Routine control CT scan was not performed on the patients postoperatively. However, control CT was performed on patients who had the side sign, headache, nausea, and vomiting on the neurological examination following the procedure. On the control CT scans, a deeply located cerebral hematoma of 2 cm dimension was determined in one patient; however, it did not require surgery.

Discussion

Gross-total excision, which is crucially important for survival in the case of glial tumors, is the surgical approach we prefer to use with glial tumor cases in our clinic. The extent of tumor resection in gliomas has a significant role on the survival.[[3]],[[4]] In this series, STB was preferred particularly for deeply located tumors, multifocal lesions, and lobar lesions, which were of dimension rendering excision difficult with open surgery. STB was not performed on the cases, of which the lesion was localized at functional areas (motor cortex, Broca's) as the excisions were performed with craniotomy with the patient awake.

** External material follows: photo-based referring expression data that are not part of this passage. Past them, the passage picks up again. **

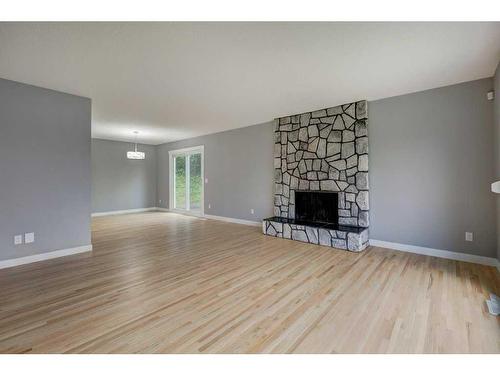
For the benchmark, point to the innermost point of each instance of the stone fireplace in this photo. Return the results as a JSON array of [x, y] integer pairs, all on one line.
[[321, 177]]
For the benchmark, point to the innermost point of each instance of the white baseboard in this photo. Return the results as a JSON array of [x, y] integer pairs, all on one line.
[[44, 256], [232, 220], [437, 253], [121, 212]]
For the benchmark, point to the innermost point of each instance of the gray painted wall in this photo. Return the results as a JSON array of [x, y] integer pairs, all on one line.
[[239, 168], [496, 114], [119, 183], [44, 169], [431, 166]]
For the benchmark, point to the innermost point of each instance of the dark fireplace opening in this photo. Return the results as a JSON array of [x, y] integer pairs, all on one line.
[[317, 206]]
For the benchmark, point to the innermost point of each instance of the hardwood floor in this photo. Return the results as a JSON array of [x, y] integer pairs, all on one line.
[[161, 282]]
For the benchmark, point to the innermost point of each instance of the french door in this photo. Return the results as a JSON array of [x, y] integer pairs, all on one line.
[[186, 180]]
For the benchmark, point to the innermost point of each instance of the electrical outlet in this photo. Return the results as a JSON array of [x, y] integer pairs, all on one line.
[[29, 237], [18, 239]]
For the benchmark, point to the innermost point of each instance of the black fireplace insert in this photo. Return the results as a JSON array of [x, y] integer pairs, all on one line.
[[316, 206]]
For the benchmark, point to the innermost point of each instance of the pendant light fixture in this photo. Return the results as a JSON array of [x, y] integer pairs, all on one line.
[[135, 154]]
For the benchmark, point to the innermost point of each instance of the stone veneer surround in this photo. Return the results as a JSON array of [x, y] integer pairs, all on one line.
[[324, 150]]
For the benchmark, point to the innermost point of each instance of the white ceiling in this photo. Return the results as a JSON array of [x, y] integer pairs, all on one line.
[[178, 80]]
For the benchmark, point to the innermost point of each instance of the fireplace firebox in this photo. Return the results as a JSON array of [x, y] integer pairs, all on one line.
[[316, 206]]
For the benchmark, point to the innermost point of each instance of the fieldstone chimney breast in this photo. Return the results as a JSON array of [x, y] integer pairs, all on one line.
[[325, 150]]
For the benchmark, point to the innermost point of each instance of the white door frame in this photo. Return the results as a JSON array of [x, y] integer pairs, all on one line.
[[171, 178]]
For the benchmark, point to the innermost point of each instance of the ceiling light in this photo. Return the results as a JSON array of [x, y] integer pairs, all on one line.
[[135, 154]]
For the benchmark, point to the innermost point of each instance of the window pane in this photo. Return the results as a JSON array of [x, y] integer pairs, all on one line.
[[195, 181], [180, 182]]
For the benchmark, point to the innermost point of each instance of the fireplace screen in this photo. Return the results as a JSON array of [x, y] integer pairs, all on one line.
[[316, 206]]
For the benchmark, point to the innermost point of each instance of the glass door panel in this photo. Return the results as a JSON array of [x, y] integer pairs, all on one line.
[[186, 176], [180, 182], [195, 182]]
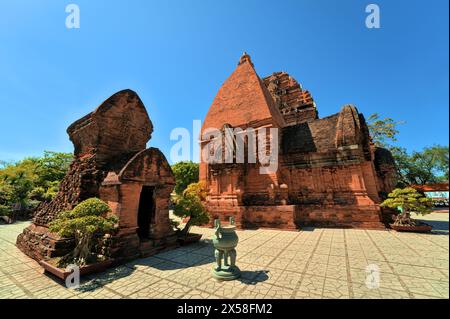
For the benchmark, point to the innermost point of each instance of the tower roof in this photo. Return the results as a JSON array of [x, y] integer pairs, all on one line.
[[243, 101]]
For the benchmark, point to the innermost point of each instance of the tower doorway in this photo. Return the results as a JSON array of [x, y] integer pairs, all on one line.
[[146, 212]]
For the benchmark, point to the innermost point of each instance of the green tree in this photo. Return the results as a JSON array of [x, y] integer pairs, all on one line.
[[427, 166], [185, 174], [87, 219], [382, 131], [34, 179], [190, 204], [407, 200]]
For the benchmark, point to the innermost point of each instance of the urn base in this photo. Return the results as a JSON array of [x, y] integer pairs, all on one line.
[[226, 273]]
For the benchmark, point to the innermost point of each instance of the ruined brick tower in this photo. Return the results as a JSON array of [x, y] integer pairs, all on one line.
[[329, 173], [112, 162]]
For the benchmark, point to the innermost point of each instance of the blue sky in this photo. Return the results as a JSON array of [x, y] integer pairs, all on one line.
[[176, 54]]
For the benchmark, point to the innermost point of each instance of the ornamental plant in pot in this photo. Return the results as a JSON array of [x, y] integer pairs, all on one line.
[[189, 206], [408, 200], [89, 225]]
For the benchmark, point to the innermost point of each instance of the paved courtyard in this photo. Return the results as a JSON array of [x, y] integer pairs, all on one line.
[[311, 263]]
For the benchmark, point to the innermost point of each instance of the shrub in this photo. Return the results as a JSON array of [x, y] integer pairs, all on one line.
[[185, 173], [83, 222], [408, 200], [190, 204]]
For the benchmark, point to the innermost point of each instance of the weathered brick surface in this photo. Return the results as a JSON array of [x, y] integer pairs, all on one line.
[[111, 163], [329, 172]]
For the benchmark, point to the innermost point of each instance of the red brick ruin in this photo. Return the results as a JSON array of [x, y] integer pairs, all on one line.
[[112, 162], [329, 172]]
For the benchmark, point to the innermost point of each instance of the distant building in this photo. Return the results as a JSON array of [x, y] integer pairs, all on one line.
[[439, 192]]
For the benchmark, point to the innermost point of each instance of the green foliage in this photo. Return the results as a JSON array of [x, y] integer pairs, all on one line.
[[382, 130], [185, 173], [190, 204], [32, 180], [409, 200], [427, 166], [83, 222]]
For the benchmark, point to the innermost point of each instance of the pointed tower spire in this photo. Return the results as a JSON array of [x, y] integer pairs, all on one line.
[[245, 58], [243, 100]]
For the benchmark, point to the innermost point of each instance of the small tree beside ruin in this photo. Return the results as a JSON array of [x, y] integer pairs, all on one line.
[[87, 220], [408, 200], [190, 204]]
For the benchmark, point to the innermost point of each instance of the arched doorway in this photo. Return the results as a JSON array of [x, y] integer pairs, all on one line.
[[146, 212]]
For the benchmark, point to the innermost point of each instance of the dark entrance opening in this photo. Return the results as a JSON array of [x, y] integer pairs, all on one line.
[[146, 212]]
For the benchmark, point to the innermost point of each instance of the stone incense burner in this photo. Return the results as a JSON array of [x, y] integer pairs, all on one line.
[[225, 241]]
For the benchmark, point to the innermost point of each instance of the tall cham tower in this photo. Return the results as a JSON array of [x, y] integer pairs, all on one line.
[[328, 172]]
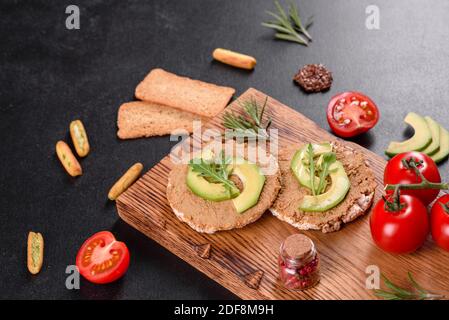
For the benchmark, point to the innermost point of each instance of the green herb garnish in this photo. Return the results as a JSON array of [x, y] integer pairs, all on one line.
[[289, 26], [311, 168], [327, 159], [398, 293], [252, 125], [215, 171]]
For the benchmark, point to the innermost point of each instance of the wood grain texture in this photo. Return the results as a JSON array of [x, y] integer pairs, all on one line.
[[245, 260]]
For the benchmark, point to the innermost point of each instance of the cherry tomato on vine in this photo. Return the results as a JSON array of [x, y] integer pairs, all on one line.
[[102, 259], [397, 171], [399, 231], [439, 222], [351, 113]]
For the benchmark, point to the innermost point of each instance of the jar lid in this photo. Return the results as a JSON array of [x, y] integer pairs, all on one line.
[[297, 246]]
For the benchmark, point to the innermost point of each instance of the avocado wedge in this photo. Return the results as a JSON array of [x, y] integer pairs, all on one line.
[[249, 174], [443, 152], [434, 146], [333, 196], [208, 190], [420, 140]]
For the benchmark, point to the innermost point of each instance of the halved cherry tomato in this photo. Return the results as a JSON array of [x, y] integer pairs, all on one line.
[[102, 259], [401, 231], [351, 113], [396, 172], [439, 222]]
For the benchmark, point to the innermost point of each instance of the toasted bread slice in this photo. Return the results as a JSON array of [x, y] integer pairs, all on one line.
[[357, 201], [195, 96], [144, 119]]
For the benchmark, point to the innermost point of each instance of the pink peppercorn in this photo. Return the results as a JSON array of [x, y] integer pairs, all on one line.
[[298, 263]]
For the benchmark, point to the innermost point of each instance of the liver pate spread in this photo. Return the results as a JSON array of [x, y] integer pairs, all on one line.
[[356, 203], [208, 216]]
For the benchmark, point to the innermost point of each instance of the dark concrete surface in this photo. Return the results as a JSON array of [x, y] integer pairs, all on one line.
[[50, 75]]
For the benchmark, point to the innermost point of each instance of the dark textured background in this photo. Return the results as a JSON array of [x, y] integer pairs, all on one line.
[[50, 75]]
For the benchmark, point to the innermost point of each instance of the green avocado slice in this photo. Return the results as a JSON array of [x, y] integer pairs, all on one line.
[[250, 175], [253, 181], [420, 140], [434, 146], [205, 189], [443, 152], [333, 196]]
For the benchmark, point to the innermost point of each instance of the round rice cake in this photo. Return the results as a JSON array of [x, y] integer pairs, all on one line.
[[357, 201], [209, 216]]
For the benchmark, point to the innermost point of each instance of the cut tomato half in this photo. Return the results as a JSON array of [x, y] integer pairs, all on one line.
[[102, 259], [351, 113]]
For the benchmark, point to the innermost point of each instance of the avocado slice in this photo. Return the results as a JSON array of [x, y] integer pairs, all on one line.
[[301, 171], [420, 140], [444, 146], [434, 146], [253, 181], [333, 196]]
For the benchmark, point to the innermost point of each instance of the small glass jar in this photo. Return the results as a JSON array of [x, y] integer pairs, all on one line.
[[299, 263]]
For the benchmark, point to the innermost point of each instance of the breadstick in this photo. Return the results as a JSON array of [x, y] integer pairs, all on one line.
[[234, 59], [79, 138], [35, 254], [125, 181], [68, 160]]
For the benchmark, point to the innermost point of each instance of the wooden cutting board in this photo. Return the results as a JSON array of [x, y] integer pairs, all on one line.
[[245, 260]]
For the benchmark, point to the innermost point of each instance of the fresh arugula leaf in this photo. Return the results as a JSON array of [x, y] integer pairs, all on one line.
[[311, 168], [215, 171], [398, 293], [327, 159]]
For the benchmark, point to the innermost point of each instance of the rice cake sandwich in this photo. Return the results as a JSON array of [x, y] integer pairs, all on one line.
[[236, 194], [165, 88], [343, 185], [145, 119]]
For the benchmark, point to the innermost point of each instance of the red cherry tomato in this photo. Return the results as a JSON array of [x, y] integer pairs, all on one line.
[[396, 172], [351, 113], [400, 231], [439, 222], [102, 259]]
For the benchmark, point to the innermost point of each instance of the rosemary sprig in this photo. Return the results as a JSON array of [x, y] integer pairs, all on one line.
[[215, 171], [289, 26], [311, 168], [328, 159], [398, 293], [252, 126]]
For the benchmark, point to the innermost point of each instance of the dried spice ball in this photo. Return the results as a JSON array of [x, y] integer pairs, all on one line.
[[314, 78]]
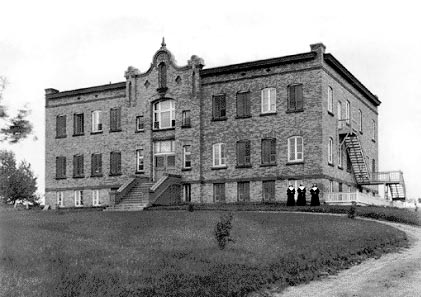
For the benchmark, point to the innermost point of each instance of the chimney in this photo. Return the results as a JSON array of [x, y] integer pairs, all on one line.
[[319, 48]]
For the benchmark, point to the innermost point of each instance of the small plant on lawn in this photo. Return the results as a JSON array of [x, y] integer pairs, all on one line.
[[352, 212], [223, 230]]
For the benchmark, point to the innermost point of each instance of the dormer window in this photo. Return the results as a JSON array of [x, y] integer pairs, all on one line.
[[164, 114], [162, 75]]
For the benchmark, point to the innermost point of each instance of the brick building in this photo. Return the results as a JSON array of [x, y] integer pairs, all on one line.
[[240, 132]]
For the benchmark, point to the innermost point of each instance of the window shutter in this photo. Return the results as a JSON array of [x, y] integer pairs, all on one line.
[[299, 97]]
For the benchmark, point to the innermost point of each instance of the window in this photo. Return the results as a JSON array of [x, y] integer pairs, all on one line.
[[185, 120], [60, 167], [96, 121], [115, 163], [340, 156], [140, 124], [187, 192], [347, 112], [268, 151], [162, 75], [95, 197], [187, 156], [243, 104], [219, 192], [243, 191], [219, 155], [139, 160], [78, 198], [78, 166], [115, 119], [269, 100], [295, 149], [339, 110], [60, 199], [219, 111], [164, 114], [78, 124], [330, 99], [243, 153], [61, 126], [373, 125], [268, 187], [295, 98], [96, 165], [330, 151]]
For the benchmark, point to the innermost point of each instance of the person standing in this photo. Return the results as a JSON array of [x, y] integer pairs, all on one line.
[[301, 201], [291, 196], [314, 191]]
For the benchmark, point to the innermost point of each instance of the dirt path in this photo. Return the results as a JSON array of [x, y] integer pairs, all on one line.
[[397, 274]]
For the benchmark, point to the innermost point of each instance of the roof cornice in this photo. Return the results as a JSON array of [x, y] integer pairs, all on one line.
[[350, 78], [108, 87], [258, 64]]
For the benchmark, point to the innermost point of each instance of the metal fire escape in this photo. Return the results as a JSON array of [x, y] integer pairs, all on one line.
[[392, 180]]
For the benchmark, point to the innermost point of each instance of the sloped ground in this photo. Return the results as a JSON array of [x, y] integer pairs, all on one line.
[[394, 275]]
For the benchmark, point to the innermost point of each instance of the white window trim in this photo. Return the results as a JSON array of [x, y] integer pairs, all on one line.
[[330, 151], [219, 155], [269, 98], [96, 121], [185, 153], [330, 99], [138, 158], [95, 198], [158, 111], [296, 152], [78, 198], [60, 199]]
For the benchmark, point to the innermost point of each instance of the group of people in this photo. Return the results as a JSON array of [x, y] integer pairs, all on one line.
[[301, 200]]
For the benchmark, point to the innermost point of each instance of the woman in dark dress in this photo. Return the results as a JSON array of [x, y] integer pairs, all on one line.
[[291, 196], [314, 191], [301, 201]]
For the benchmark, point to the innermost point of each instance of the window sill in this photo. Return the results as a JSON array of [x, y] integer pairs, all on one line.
[[219, 119], [97, 175], [164, 129], [267, 113], [219, 167], [294, 163], [294, 110], [115, 174], [268, 165], [243, 166], [243, 117]]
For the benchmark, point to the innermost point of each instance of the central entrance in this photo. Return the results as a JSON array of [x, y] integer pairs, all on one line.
[[164, 158]]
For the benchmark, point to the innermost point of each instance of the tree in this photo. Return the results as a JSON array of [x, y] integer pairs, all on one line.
[[16, 182], [15, 128]]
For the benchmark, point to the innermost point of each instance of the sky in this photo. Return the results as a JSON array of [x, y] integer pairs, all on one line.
[[74, 44]]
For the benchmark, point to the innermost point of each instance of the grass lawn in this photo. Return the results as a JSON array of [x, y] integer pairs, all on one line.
[[174, 253]]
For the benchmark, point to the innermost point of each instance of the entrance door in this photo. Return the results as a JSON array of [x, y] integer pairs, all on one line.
[[164, 158]]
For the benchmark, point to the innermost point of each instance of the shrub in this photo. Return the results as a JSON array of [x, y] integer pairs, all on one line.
[[223, 230]]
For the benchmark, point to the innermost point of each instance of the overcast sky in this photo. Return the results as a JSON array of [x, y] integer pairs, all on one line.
[[74, 44]]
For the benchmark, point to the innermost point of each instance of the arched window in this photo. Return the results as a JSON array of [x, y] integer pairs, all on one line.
[[164, 114], [162, 75]]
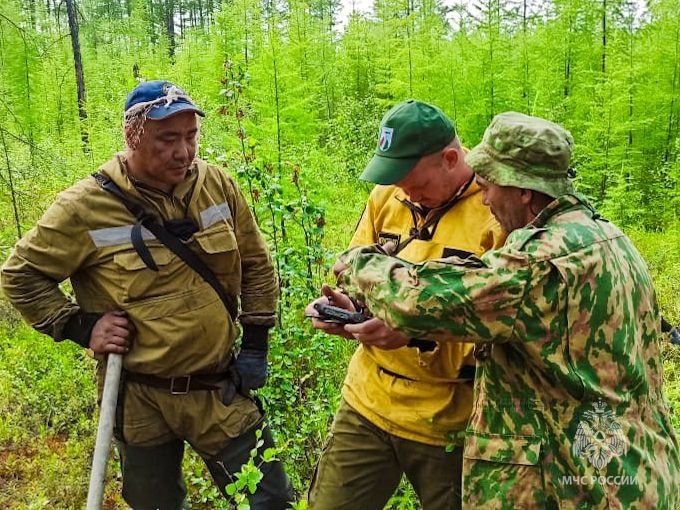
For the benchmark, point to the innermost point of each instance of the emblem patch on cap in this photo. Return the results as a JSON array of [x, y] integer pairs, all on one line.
[[386, 237], [385, 140], [169, 86]]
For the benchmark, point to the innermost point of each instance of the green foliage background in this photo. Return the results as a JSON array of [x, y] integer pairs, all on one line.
[[293, 105]]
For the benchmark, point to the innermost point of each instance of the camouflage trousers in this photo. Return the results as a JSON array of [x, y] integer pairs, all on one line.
[[362, 465]]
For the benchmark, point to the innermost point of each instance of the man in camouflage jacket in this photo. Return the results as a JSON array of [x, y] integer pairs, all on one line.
[[569, 410]]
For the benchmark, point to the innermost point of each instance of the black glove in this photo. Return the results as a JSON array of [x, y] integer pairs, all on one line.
[[249, 371]]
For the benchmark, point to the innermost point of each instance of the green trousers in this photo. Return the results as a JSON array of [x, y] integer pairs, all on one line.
[[362, 466], [152, 475]]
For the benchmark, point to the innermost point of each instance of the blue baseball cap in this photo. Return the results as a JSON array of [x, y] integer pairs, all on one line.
[[164, 98]]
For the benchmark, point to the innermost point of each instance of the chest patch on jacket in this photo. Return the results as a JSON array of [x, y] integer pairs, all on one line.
[[455, 252], [386, 237]]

The four patients, who had had no primary diagnosis of any systemic cancer but having a cerebral mass at the first admission to our clinic, were diagnosed with cerebral metastasis, and they were referred to the medical oncology department for primary focus scans and oncological treatment.

The success of obtaining positive STB samples in the current series was 95.2%, whereas for the previous studies using the Leksell system, it was reported to be over 90%.[[3]],[[5]] Of the four patients with negative biopsy and nonspecific lesions (2 negative and 2 nonspecific), the histopathological diagnoses changed with open surgical excision in three and repeated STB in one patient.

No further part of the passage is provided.